Walker not ready to leave the bench yet

November 04, 2005|By DON AINES


Judge John R. Walker's morning began Wednesday with the sentencing of a man on a simple assault charge and a discussion over whether there should be a deadly weapon enhancement because the defendant pelted the victim with a rock.

"It couldn't have been much of a rock if it just caused a bump," Franklin County Public Defender Michael Toms said.

"A rock was a deadly weapon when David and Goliath met," Walker said. "Sticks and stone may break my bones, but names will never hurt me."


"I would point out this stone broke no bones," Toms replied.

A brief discussion of the Bible and the physics of stone-throwing followed before Walker handed down a sentence longer than the 69 days the man already has served, but less than the six months he could have received.

"I try to give them enough time to get their attention" when it comes to sending someone to jail, Walker said later in his chambers. "Too little time and you don't get their attention.

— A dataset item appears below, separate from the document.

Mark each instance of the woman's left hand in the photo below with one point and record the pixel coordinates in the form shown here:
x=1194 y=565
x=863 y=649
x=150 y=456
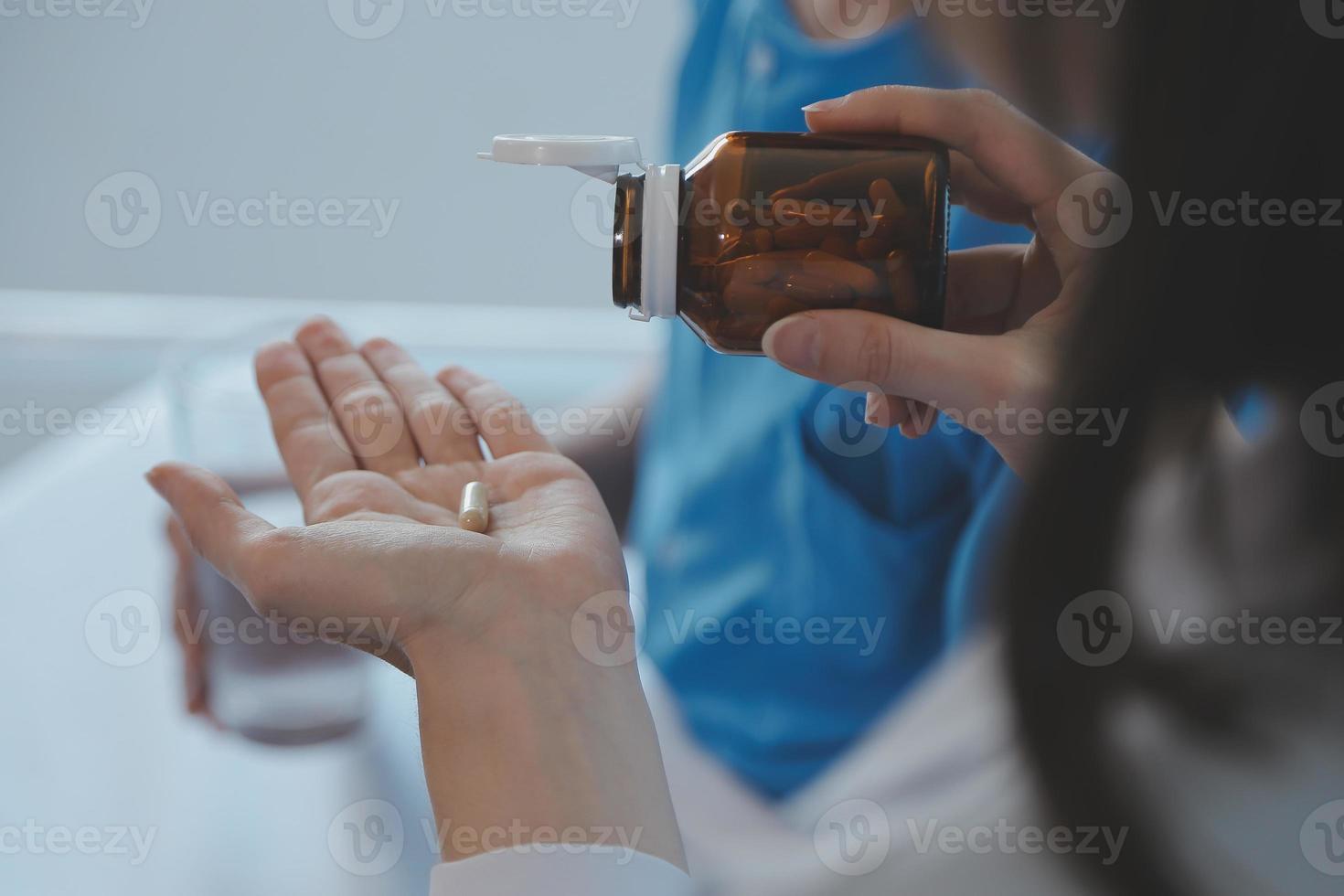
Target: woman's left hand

Too much and they come out bitter."

The 62-year-old president judge of the 39th District of the Court of Common pleas, which encompasses Franklin and Fulton counties, has been on the bench for 20 years, but he is not ready to hang up his robe just yet. That decision, however, will be left to the voters of the two counties in Tuesday's general election when his name appears on the ballot for retention.

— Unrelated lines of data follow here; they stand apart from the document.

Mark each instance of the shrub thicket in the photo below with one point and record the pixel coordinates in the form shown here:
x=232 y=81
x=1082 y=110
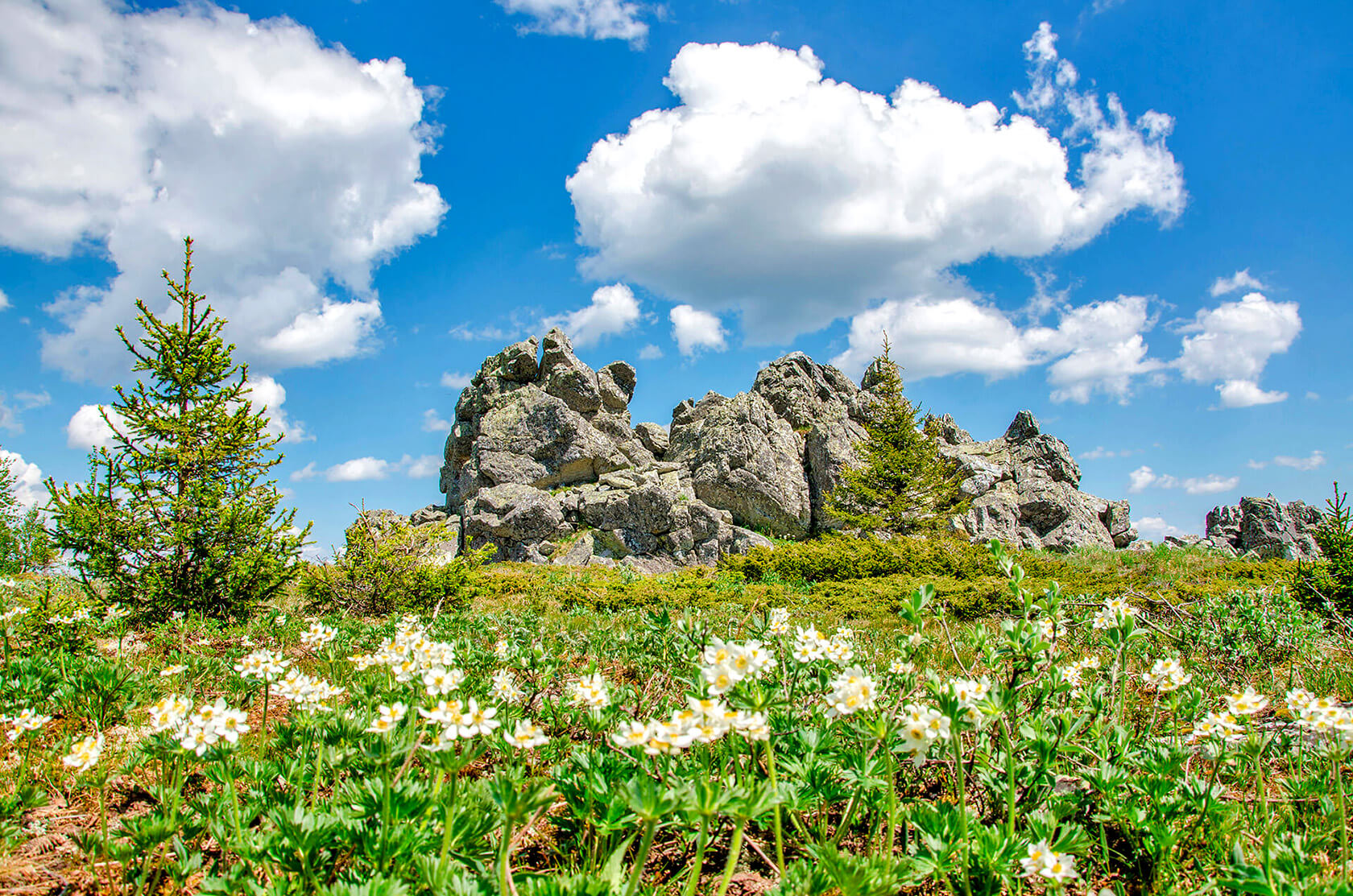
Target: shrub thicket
x=382 y=570
x=179 y=512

Walker, who was Franklin County's district attorney for 14 years before being elected to the bench, does not face an opponent. Voters will simply vote on whether he gets to spend another eight years on the job. According to the administrative office of Pennsylvania courts, the job pays $149,782 a year, based on the judicial pay raise passed by the Pennsylvania General Assembly in July.

A judge's term is 10 years, but Walker must, by state law, retire at the end of the calendar year in which he turns 70. That will be 2013.

"I have one of the greatest jobs in the world ... I especially enjoy it when I get to sentence the bad boys," said Walker, who does not mince words with the men and women who come before him. A few months ago, a great-grandmother convicted of stealing holiday gifts was recommended for probation, but Walker disagreed.

"The Grinch that stole Christmas goes to jail," he told her.

"When I sentence someone, I talk to them the same way I talk to my kid ... I don't pull punches," Walker said. To get his points across, he often throws in lyrics from a country song or an advertising jingle

Wednesday morning, when sentences are handed down, was going quickly, largely because several of the dozen or so defendants were granted continuances. One man came in with a note from his doctor explaining that he was still recovering from back surgery.

"A neurological surgeon and I can't read his writing and question his command of English," Walker said, struggling to read the note. He rescheduled the case for a month and then reconsidered, extending it six weeks.

"By golly, in four weeks I'll be hunting the first week of buck season," said Walker, whose chamber walls are adorned with trophies of previous hunts.

Attorney Clinton Barkdoll told Walker his client's girlfriend had called to tell him the man was in a hospital emergency room. Walker granted a one-week delay but warned the man better have proof to back up his excuse.

"God have mercy on his soul if he wasn't in the emergency room," Walker said.

In Walker's onw words

The following are quotes by Judge John R. Walker during court proceedings, reported by Herald-Mail reporters over the last several years:

"If you wanted to go 110 to 120 miles an hour, you should have booked a plane ticket. You are not allowed to fly on (Interstate) 81."

"I'm moving my chair back ... I don't want lightning bouncing off you and hitting me. You've got to be honest with yourself."

"I could write a country and western song about this," Walker said of the charges facing one defendant. He suggested the song be about "all the stupid things I've done in my life. That would be a Billboard hit."

"I just want you to know (that) the ... family, unless you're drawn and quartered on the square, will not be satisfied."

"It's not like you got a scholarship to Penn State. This is the state pen."

"When people go into a place with a firearm, threaten people, steal their money and duct tape them ... we're not going to tolerate that."